- 2025 Off-Broadway production poster
- Original language: English
- Written by: Brian Watkins
- Characters: Stacey
- Genre: Comedy

Premiere
- Date: August 1, 2024
- Place: Edinburgh Fringe Festival

= Weather Girl (2024 play) =

2024 one-actor comedic play

Weather Girl is a one-actor comedic play, written by Brian Watkins and produced by Francesca Moody Productions, about the climate change apocalypse as seen through the eyes of a weather girl. It played at the 2024 Edinburgh Festival Fringe, where it starred American actress Julia McDermott, was directed by Tyne Rafaeli.

==Plot==
The play follows one woman, Stacey, a California weather girl whose cheery on-screen persona contrasts her secret alcoholic tendencies. As her reporting begins to cover the California wildfires, she begins to spiral as her past upends her present.

==Production history==
===2024 Edinburgh Fringe Festival production===
The play first premiered in 2024 at the Edinburgh Fringe Festival starring American actress Julia McDermott and directed by Tyne Rafaeli in a sold-out run.

===2025 London production===
Next, the production made its West End debut in 2025 at Soho Theatre, running from March 5 to April 5, 2025 with McDermott and Rafaeli returning to act and direct, respectively.

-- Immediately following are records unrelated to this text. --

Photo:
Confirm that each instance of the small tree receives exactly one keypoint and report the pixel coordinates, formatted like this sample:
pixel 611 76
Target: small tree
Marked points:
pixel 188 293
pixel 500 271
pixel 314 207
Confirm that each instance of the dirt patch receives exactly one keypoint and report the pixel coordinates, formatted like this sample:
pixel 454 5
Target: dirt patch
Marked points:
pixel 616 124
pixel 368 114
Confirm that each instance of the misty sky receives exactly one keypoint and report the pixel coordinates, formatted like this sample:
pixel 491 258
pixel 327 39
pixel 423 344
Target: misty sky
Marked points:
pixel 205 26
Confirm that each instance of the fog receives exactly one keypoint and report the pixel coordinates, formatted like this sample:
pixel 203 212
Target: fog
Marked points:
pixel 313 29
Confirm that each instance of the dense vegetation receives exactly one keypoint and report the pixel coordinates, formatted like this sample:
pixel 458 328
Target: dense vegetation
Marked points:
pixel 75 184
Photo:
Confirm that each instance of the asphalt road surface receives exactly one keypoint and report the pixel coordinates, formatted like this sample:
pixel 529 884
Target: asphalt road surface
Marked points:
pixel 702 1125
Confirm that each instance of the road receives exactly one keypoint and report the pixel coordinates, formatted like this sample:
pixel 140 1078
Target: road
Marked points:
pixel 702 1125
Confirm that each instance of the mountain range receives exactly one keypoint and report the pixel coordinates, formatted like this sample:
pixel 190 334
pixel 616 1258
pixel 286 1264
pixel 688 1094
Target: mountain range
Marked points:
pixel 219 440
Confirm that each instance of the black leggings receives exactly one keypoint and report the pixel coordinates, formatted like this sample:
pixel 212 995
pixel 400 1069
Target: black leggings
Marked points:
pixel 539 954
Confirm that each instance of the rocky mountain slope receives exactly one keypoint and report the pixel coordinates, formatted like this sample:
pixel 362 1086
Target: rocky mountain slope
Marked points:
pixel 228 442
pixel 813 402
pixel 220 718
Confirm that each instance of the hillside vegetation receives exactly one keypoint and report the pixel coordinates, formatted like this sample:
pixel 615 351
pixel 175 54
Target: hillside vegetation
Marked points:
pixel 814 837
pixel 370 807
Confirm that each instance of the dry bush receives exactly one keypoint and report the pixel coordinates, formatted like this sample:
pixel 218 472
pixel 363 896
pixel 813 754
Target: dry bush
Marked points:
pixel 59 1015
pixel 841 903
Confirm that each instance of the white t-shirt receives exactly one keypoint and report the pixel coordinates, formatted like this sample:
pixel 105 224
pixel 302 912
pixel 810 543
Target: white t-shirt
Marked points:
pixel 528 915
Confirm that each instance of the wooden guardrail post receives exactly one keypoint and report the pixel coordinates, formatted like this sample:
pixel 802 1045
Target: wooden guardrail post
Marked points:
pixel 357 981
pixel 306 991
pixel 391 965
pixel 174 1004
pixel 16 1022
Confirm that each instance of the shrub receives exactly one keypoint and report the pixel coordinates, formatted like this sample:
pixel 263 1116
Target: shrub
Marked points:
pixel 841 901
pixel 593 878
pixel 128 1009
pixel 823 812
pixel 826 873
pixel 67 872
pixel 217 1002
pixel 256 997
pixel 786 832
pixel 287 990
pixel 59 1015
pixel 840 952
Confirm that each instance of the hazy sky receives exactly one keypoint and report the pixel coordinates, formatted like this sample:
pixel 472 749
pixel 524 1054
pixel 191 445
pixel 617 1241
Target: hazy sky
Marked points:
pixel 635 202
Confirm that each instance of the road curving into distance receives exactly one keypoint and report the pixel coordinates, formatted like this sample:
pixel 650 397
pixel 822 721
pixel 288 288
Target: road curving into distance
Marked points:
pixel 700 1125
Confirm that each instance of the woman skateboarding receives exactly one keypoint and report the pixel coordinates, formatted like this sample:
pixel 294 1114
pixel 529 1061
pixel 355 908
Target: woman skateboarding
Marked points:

===2025 Off-Broadway production===
The production next transferred Off-Broadway to St. Ann's Warehouse in late 2025, running from September 16 to October 12, 2025, with Rafaeli returning as director and McDermott again reprising her role as Stacey.

===Additional runs ===
The show is scheduled at The Spot Sun Valley theater in Ketchum, Idaho from August 26-30, 2026, the first with a new lead with Yanna Lantz as Stacey.

It is also scheduled for GableStage in Coral Gables, Fla. in fall 2026, running from September 25 to October 18, with Nicole Stodard directing and Ella Olesen starring in the role of Stacey.

==Critical reception==
"It's a dark, dark story. It's raw. But it's also hilarious," said Anna Jane Joyner, founder of Good Energy, a company that consults on TV shows and movies that deal with climate change. "I walked away from it feeling even more fiercely in love with this world and even more committed to trying to protect it."

==Awards and nominations==
===2025 Off-Broadway production===

| Year | Award | Category | Work | Result | Ref. |
| 2026 | Drama Desk Award | Outstanding Solo Performance | Julia McDermott | Nominated |  |
| Outstanding Sound Design of a Play | Kieran Lucas | Nominated |

== Television adaptation ==
In 2025, Netflix acquired the rights to produce a limited series, with McDermott set to reprise her role.